Il est ainsi pénible d’imaginer les arguments trouvés par Garcia, en interne, pour justifier de ne plus aligner des recrues qui ont nécessité 60 millions d’euros d’investissements (ou une balance de -30 millions d’euros sur le mercato) : « Mais si, rappelle-toi Jacques-Henri, je te l’avais expliqué : j’ai pris Duje pour remplacer Abdennour… Donc évidemment qu’il est sur le banc ! Quant à Strootman et Radonjic, ils ont simplement besoin de passer quelques mois sans jouer pour s’adapter à l’exigence physique de la Ligue 1. Je t’assure qu’avec un peu de gras au bide, ils seront plus solides dans les contacts. J’ai aussi prévu de leur faire prendre de la hauteur en tribunes pour qu’ils s’habituent aux appels à contre-pieds de Germain et Mitroglou. »

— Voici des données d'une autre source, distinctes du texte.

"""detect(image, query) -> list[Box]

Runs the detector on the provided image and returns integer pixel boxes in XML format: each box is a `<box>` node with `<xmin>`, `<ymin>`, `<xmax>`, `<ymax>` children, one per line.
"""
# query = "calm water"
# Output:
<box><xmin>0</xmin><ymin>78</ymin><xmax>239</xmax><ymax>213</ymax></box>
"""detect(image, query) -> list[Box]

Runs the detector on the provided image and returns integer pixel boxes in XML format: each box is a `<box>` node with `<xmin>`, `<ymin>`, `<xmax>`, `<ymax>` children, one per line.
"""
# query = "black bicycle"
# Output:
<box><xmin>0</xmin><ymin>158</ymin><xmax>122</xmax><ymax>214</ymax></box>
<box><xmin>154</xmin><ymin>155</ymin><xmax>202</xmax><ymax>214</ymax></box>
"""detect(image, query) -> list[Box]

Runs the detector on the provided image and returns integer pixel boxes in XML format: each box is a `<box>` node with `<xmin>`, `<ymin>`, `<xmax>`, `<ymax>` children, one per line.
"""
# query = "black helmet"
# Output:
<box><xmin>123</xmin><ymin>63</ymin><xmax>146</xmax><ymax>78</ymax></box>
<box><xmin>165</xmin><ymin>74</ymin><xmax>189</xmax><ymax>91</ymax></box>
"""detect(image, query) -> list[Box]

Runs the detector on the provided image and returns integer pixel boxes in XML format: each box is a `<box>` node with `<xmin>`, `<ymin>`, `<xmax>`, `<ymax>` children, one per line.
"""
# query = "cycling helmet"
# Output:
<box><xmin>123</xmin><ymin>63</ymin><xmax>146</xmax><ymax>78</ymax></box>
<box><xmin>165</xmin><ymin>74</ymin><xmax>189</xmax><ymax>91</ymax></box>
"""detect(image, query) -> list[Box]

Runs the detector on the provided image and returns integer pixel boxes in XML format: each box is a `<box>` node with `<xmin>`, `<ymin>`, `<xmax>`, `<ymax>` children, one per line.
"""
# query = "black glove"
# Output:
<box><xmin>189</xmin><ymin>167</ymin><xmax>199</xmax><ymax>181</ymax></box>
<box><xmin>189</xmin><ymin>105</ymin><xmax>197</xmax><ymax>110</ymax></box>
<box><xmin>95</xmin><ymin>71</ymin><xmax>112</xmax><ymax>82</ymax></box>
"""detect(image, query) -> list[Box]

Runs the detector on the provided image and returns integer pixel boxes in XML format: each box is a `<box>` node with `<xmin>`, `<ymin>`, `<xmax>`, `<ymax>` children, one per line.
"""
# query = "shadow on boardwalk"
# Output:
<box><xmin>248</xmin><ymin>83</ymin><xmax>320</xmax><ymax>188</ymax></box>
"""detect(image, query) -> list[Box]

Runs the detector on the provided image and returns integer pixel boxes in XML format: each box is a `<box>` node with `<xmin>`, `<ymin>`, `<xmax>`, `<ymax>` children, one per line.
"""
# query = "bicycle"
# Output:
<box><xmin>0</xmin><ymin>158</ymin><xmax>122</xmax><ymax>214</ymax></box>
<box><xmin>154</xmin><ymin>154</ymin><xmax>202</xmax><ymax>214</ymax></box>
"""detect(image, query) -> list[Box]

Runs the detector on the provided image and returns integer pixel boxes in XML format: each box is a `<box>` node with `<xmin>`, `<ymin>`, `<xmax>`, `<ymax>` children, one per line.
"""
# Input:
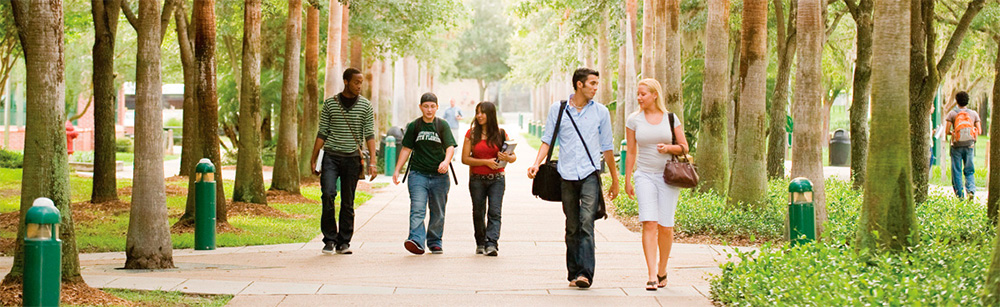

Plus sérieusement, il serait intéressant que Rudi Garcia nous explique, un à un, les choix des recrues qui jouent à côté de leurs pompes et ne rentrent pas dans son système de jeu. Il a par exemple trois attaquants, dont aucun n’a le profil pour sa tactique. Le positionnement de Payet semble même parfois poser question. A-t-il réfléchi à l’intégration des nouveaux dans son équipe ?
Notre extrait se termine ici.